1. 07 Mar, 2019 7 commits
    • Robert Haas's avatar
      Allow ATTACH PARTITION with only ShareUpdateExclusiveLock. · 898e5e32
      Robert Haas authored
      We still require AccessExclusiveLock on the partition itself, because
      otherwise an insert that violates the newly-imposed partition
      constraint could be in progress at the same time that we're changing
      that constraint; only the lock level on the parent relation is
      weakened.
      
      To make this safe, we have to cope with (at least) three separate
      problems. First, relevant DDL might commit while we're in the process
      of building a PartitionDesc.  If so, find_inheritance_children() might
      see a new partition while the RELOID system cache still has the old
      partition bound cached, and even before invalidation messages have
      been queued.  To fix that, if we see that the pg_class tuple seems to
      be missing or to have a null relpartbound, refetch the value directly
      from the table. We can't get the wrong value, because DETACH PARTITION
      still requires AccessExclusiveLock throughout; if we ever want to
      change that, this will need more thought. In testing, I found it quite
      difficult to hit even the null-relpartbound case; the race condition
      is extremely tight, but the theoretical risk is there.
      
      Second, successive calls to RelationGetPartitionDesc might not return
      the same answer.  The query planner will get confused if lookup up the
      PartitionDesc for a particular relation does not return a consistent
      answer for the entire duration of query planning.  Likewise, query
      execution will get confused if the same relation seems to have a
      different PartitionDesc at different times.  Invent a new
      PartitionDirectory concept and use it to ensure consistency.  This
      ensures that a single invocation of either the planner or the executor
      sees the same view of the PartitionDesc from beginning to end, but it
      does not guarantee that the planner and the executor see the same
      view.  Since this allows pointers to old PartitionDesc entries to
      survive even after a relcache rebuild, also postpone removing the old
      PartitionDesc entry until we're certain no one is using it.
      
      For the most part, it seems to be OK for the planner and executor to
      have different views of the PartitionDesc, because the executor will
      just ignore any concurrently added partitions which were unknown at
      plan time; those partitions won't be part of the inheritance
      expansion, but invalidation messages will trigger replanning at some
      point.  Normally, this happens by the time the very next command is
      executed, but if the next command acquires no locks and executes a
      prepared query, it can manage not to notice until a new transaction is
      started.  We might want to tighten that up, but it's material for a
      separate patch.  There would still be a small window where a query
      that started just after an ATTACH PARTITION command committed might
      fail to notice its results -- but only if the command starts before
      the commit has been acknowledged to the user. All in all, the warts
      here around serializability seem small enough to be worth accepting
      for the considerable advantage of being able to add partitions without
      a full table lock.
      
      Although in general the consequences of new partitions showing up
      between planning and execution are limited to the query not noticing
      the new partitions, run-time partition pruning will get confused in
      that case, so that's the third problem that this patch fixes.

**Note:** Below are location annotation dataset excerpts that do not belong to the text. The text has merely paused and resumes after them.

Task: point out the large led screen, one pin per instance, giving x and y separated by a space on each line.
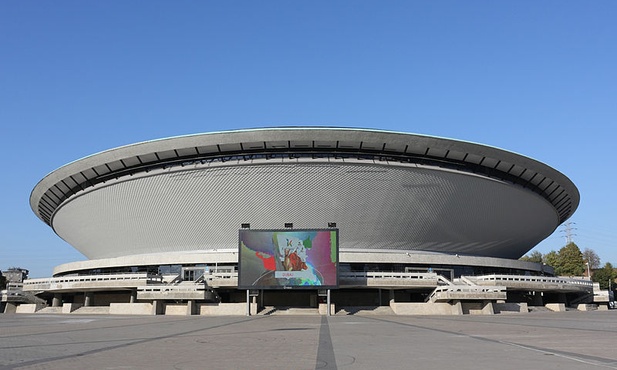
285 259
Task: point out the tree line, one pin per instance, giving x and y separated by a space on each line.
570 261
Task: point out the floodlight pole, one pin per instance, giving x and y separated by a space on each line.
328 303
248 303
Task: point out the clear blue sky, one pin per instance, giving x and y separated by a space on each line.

      Run-time partition pruning assumes that indexes into the PartitionDesc
      are stable between planning and execution.  So, add code so that if
      new partitions are added between plan time and execution time, the
      indexes stored in the subplan_map[] and subpart_map[] arrays within
      the plan's PartitionedRelPruneInfo get adjusted accordingly.  There
      does not seem to be a simple way to generalize this scheme to cope
      with partitions that are removed, mostly because they could then get
      added back again with different bounds, but it works OK for added
      partitions.
      
      This code does not try to ensure that every backend participating in
      a parallel query sees the same view of the PartitionDesc.  That
      currently doesn't matter, because we never pass PartitionDesc
      indexes between backends.  Each backend will ignore the concurrently
      added partitions which it notices, and it doesn't matter if different
      backends are ignoring different sets of concurrently added partitions.
      If in the future that matters, for example because we allow writes in
      parallel query and want all participants to do tuple routing to the same
      set of partitions, the PartitionDirectory concept could be improved to
      share PartitionDescs across backends.  There is a draft patch to
      serialize and restore PartitionDescs on the thread where this patch
      was discussed, which may be a useful place to start.
      
      Patch by me.  Thanks to Alvaro Herrera, David Rowley, Simon Riggs,
      Amit Langote, and Michael Paquier for discussion, and to Alvaro
      Herrera for some review.
      
      Discussion: http://postgr.es/m/CA+Tgmobt2upbSocvvDej3yzokd7AkiT+PvgFH+a9-5VV1oJNSQ@mail.gmail.com
      Discussion: http://postgr.es/m/CA+TgmoZE0r9-cyA-aY6f8WFEROaDLLL7Vf81kZ8MtFCkxpeQSw@mail.gmail.com
      Discussion: http://postgr.es/m/CA+TgmoY13KQZF-=HNTrt9UYWYx3_oYOQpu9ioNT49jGgiDpUEA@mail.gmail.com
      898e5e32
    • Alvaro Herrera's avatar
      Fix broken markup · ec51727f
      Alvaro Herrera authored
      ec51727f
    • Alvaro Herrera's avatar
      Fix the BY {REF,VALUE} clause of XMLEXISTS/XMLTABLE · eaaa5986
      Alvaro Herrera authored
      This clause is used to indicate the passing mode of a XML document, but
      we were doing it wrong: we accepted BY REF and ignored it, and rejected
      BY VALUE as a syntax error.  The reality, however, is that documents are
      always passed BY VALUE, so rejecting that clause was silly.  Change
      things so that we accept BY VALUE.
      
      BY REF continues to be accepted, and continues to be ignored.
      
      Author: Chapman Flack
      Reviewed-by: Pavel Stehule
      Discussion: https://postgr.es/m/5C297BB7.9070509@anastigmatix.net
      eaaa5986
    • Alvaro Herrera's avatar
      Add missing <limits.h> · cb706ec4
      Alvaro Herrera authored
      Per buildfarm
      cb706ec4
    • Alvaro Herrera's avatar
      pg_dump: allow multiple rows per insert · 7e413a0f
      Alvaro Herrera authored
      This is useful to speed up loading data in a different database engine.
      
      Authors: Surafel Temesgen and David Rowley.  Lightly edited by Álvaro.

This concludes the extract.